Scientists To Develop An Anti Cancer Drug Derived From A Compound In Aspirin

Oxford scientists reported in The Lancet that taking a daily low-dose aspirin for five years cut cancer death risk by thirty seven percent.

Researchers from Canada, Scotland and Australia found the ingredient in aspirin that may give cancer protection but without the dangerous side effects, such as the increased risk of stomach bleeding.

In a major breakthrough, researchers have isolated the ingredient salicylate, a compound that aspirin breaks down into after it’s ingested, as the key cancer fighting component.

Cancer sufferers have been given hope of an improved treatment after scientists made a key breakthrough in identifying how aspirin protects against the disease.

More recently its efficacy in preventing heart attacks and strokes in high-risk patients has been well documented and now it is giving hope to thousands of cancer patients.

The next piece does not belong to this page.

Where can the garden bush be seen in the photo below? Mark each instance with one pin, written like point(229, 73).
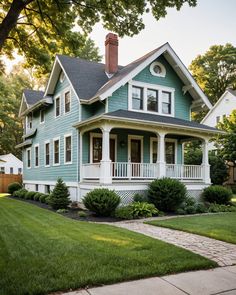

In tests, study co-author Grahame Hardie from the University of Dundee, applied salicylate to cultured human kidney cells.

He found this ingredient activated an enzyme called AMPK which is involved in how the body breaks down fat and plays a role in cancer and diabetes.

He concluded that it is specifically salicylate and not aspirin itself that switches on the key cancer-preventing enzyme.

A team led by Dr. Greg Steinberg at McMaster University followed up on the research by testing salicylate on mice.

They found it increased fat burning and reduced liver fat in obese mice with the AMPK enzyme but not in those without, confirming the Dundee study findings.

Professor Hardie, said: ‘Aspirin has many beneficial effects but, despite it being used in humans for over 100 years, we are still finding out how they come about.’

An aspirin derivative called salsalate, has shown promise as a treatment for insulin-resistance and type 2 diabetes, but doesn’t appear to work via the AMPK enzyme.

This suggests that aspirin potentially works through a number of different pathways and that its anti-inflammatory effects may work on different targets to those that protect against cancer.

This could pave the way for cancer drugs with fewer side effects.